Godric Smith, chair of the Heads Up campaign, comments: “Football is already doing some great work on mental health but it is really encouraging to see the whole game uniting around the Heads Up campaign in 2020 starting with the Emirates FA Cup third round. Support your team. Support your mates. And support yourself. The Every Mind Matters website is a great place to start. We all have mental health and we can all take a minute to think more about it and take simple, positive steps.”
Mark Bullingham, The FA’s Chief Executive, said: “We hope that the symbolic 60 second delay to all Emirates FA Cup third round fixtures will be the start of a journey for better mental health for the millions who will be watching one of English football’s most famous weekends. We’re delighted to have an association with Public Health England for this Round and to signpost fans to their ‘Every Mind Matters’ website, one of the simple steps that is readily available to drive change.”
Dr Hilary Jones, comments: “Most of us experience some sort of mental health difficulty during our lives and we know that men in particular struggle with acknowledging and acting on any problems. We hope this new partnership will be able to reach men and women in a way that helps them to take action to look after their mental health.”

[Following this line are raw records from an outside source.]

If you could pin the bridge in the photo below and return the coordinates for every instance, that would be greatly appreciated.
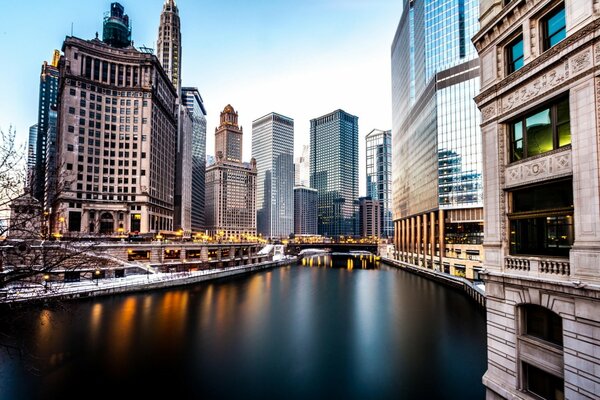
(296, 248)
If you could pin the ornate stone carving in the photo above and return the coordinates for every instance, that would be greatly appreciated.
(551, 166)
(580, 61)
(544, 83)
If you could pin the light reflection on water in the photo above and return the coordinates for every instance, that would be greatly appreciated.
(326, 331)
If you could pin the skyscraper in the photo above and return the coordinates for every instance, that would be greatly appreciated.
(302, 167)
(191, 99)
(437, 181)
(169, 43)
(334, 172)
(230, 184)
(379, 176)
(541, 128)
(31, 155)
(305, 211)
(47, 100)
(273, 150)
(117, 120)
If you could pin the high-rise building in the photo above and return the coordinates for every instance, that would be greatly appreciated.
(31, 155)
(436, 179)
(230, 184)
(47, 100)
(117, 131)
(379, 176)
(369, 216)
(334, 172)
(191, 99)
(305, 211)
(183, 173)
(273, 150)
(302, 167)
(541, 128)
(169, 43)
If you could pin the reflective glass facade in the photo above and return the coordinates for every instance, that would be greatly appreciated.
(435, 75)
(379, 176)
(193, 102)
(273, 149)
(334, 172)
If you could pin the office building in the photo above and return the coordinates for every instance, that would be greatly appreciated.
(334, 172)
(273, 150)
(169, 43)
(302, 167)
(116, 137)
(379, 176)
(369, 217)
(47, 101)
(305, 211)
(230, 184)
(436, 141)
(191, 99)
(540, 126)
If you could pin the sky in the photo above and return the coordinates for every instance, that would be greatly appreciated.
(302, 59)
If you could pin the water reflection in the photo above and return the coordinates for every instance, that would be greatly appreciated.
(298, 332)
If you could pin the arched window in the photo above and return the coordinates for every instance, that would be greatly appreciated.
(542, 323)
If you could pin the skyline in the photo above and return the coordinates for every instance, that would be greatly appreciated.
(268, 46)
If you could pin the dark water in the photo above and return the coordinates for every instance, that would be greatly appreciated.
(296, 332)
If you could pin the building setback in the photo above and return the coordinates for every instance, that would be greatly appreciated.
(540, 127)
(273, 150)
(379, 176)
(334, 172)
(191, 99)
(305, 211)
(47, 101)
(117, 127)
(436, 179)
(369, 225)
(230, 184)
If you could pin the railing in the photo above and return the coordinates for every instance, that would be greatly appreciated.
(555, 267)
(519, 264)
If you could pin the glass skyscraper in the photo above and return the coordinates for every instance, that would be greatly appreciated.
(379, 176)
(437, 181)
(192, 100)
(334, 172)
(273, 149)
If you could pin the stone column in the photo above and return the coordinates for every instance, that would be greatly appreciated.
(432, 237)
(425, 241)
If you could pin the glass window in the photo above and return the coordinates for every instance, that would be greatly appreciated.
(554, 27)
(540, 132)
(542, 384)
(515, 56)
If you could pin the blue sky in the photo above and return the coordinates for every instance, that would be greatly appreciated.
(301, 58)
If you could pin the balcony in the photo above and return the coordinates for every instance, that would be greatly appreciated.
(546, 268)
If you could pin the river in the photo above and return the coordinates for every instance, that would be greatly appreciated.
(297, 332)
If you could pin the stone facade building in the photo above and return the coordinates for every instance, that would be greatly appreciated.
(539, 100)
(230, 184)
(116, 137)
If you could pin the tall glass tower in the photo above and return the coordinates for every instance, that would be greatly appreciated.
(273, 149)
(379, 176)
(437, 175)
(192, 100)
(334, 172)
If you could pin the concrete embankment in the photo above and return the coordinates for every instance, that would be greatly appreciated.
(475, 292)
(131, 284)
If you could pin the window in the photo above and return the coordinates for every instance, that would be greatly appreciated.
(554, 27)
(514, 55)
(542, 131)
(542, 324)
(541, 221)
(542, 383)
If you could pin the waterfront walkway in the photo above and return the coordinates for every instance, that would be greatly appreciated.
(128, 284)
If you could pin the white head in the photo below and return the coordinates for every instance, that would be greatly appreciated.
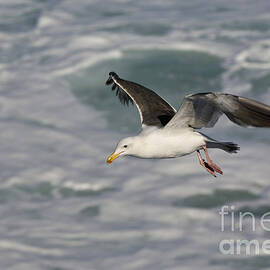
(125, 147)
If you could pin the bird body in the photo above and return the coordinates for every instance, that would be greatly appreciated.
(167, 133)
(162, 143)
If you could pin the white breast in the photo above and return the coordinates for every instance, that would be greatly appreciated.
(162, 143)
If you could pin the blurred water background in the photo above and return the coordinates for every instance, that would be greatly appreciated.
(61, 206)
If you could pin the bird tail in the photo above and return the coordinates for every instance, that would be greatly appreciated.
(226, 146)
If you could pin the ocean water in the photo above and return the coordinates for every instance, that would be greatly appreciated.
(61, 206)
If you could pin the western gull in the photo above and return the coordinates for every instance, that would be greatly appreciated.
(167, 133)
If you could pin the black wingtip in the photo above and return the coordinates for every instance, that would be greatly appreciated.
(112, 75)
(122, 95)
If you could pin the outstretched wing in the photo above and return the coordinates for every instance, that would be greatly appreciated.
(154, 111)
(204, 109)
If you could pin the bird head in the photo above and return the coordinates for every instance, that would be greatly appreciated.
(123, 148)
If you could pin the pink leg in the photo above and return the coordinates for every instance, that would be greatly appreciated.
(210, 162)
(205, 164)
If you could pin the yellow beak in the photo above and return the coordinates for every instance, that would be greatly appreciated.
(112, 157)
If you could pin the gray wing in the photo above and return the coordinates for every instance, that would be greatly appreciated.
(154, 111)
(204, 109)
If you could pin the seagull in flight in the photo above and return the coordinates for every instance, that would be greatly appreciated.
(167, 133)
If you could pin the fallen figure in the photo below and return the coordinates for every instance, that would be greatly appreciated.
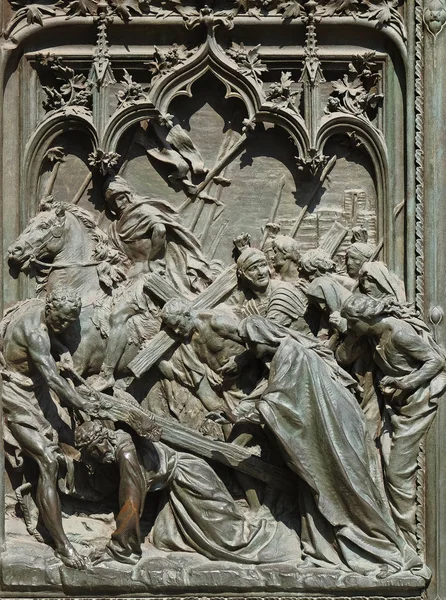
(198, 515)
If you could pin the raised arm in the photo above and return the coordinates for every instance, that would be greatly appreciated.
(414, 347)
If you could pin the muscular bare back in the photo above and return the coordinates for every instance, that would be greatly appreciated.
(26, 327)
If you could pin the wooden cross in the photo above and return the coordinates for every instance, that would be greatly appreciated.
(163, 341)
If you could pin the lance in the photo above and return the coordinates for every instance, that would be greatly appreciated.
(303, 211)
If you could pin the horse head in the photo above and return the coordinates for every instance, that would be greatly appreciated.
(41, 240)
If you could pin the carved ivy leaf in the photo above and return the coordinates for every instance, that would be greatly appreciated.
(33, 13)
(348, 88)
(105, 162)
(281, 93)
(163, 62)
(55, 154)
(248, 61)
(125, 9)
(387, 15)
(289, 9)
(244, 4)
(81, 8)
(255, 12)
(131, 92)
(54, 99)
(333, 7)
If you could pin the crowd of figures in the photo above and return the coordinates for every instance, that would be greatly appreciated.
(324, 372)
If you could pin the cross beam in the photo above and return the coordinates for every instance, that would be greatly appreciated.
(162, 342)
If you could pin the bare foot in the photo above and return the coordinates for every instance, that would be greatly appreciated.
(386, 571)
(70, 557)
(99, 556)
(101, 382)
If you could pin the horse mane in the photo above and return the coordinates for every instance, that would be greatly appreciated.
(112, 262)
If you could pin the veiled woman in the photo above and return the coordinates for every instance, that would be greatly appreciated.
(323, 437)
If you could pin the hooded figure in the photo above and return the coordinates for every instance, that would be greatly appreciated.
(377, 281)
(149, 229)
(323, 437)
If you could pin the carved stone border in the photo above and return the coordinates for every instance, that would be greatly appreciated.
(419, 157)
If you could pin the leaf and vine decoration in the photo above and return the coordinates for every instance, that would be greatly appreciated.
(356, 93)
(281, 93)
(248, 60)
(71, 90)
(131, 91)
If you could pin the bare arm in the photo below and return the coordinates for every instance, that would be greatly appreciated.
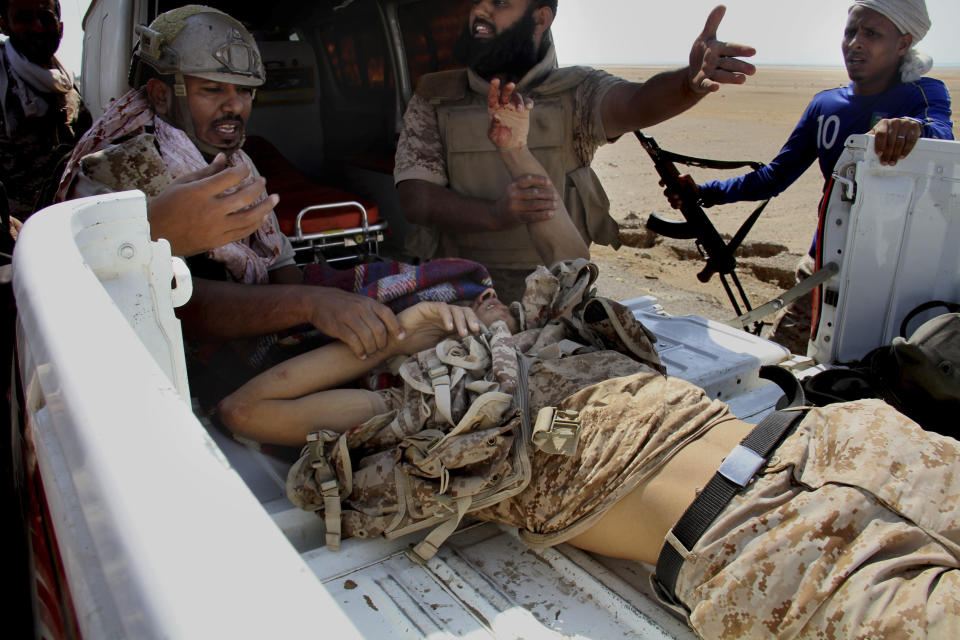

The Emirates FA Cup third round kicks-off on Saturday 4th January at 12.31pm with games taking place across the weekend.
Fans can search Every Mind Matters to create their own personal mental health action plan or visit www.everymindmatters.co.uk.
Those in need of immediate support can text ‘HeadsUp’ to 85258 to be connected to a trained crisis counsellor. This service is available 24/7, and free to text from most mobile networks.
In conjunction with Heads Up charity partners Mind, CALM, Heads Together and Sporting Chance, fans will also be provided with helpful tips and advice on The FA website on how they can approach managing their mental health, at www.thefa.com/headsup.